Will there be another Veerappan?

DURING his lifetime, Veerappan did not allow rival gangs to operate in the same forest area. Competitors were eliminated ruthlessly. The only option for those who wanted to make a living off elephant poaching and sandalwood smuggling was to join his gang.

Now, with the end of Veerappan, will there be more of his kind? Unlikely. Veerappan did not happen in one day. He grew from small-time poaching, from being an ordinary member of a gang to becoming a gang leader and big-time smuggler and extortionist and kidnapper.

With the killing of his close associates, Sethukuli Govindan, Chandre Gowde and Sethumani, in "Operation Cocoon", there is little scope for anyone to step into his role in the immediate future.

Another Veerappan-like figure would need the same space and time that Veerappan had in becoming the most wanted forest criminal. Veerappan's survival skills were developed over years in a vast forest area. That Veerappan outlived inter-gang rivalry is to a large extent due to his empirical knowledge of the forest terrain and animal life. His gang members were dependent on him for their own survival in the forest.
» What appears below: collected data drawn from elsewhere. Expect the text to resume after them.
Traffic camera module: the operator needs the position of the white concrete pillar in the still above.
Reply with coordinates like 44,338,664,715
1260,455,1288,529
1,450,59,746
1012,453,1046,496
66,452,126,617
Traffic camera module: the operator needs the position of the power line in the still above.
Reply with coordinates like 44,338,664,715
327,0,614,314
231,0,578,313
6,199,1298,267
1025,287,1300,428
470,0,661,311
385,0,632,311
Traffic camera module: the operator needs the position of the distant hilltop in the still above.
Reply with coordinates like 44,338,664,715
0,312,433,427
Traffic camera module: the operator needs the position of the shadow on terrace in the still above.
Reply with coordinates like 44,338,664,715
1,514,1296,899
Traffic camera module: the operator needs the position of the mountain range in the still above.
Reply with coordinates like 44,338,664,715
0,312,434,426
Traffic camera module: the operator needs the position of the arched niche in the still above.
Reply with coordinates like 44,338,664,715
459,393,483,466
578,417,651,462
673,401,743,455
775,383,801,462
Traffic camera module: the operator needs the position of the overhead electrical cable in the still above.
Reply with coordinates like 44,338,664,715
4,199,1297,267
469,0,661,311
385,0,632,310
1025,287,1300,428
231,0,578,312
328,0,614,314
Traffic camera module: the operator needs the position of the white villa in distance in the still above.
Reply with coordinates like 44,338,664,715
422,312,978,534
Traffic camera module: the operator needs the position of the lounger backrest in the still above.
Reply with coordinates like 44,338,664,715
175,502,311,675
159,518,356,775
Although Govindan was without doubt the No.2 in the gang after the death of his brother Arjunan, Veerappan never allowed him to share the media limelight that he himself immensely enjoyed.

Another member of his gang, "Baby" Veerappan, who had visions of succeeding Veerappan, was shot dead by Veerappan senior.

As the experience of the Tamil extremists showed, it is difficult for those without an intimate knowledge of the terrain to survive in the forest for a long period.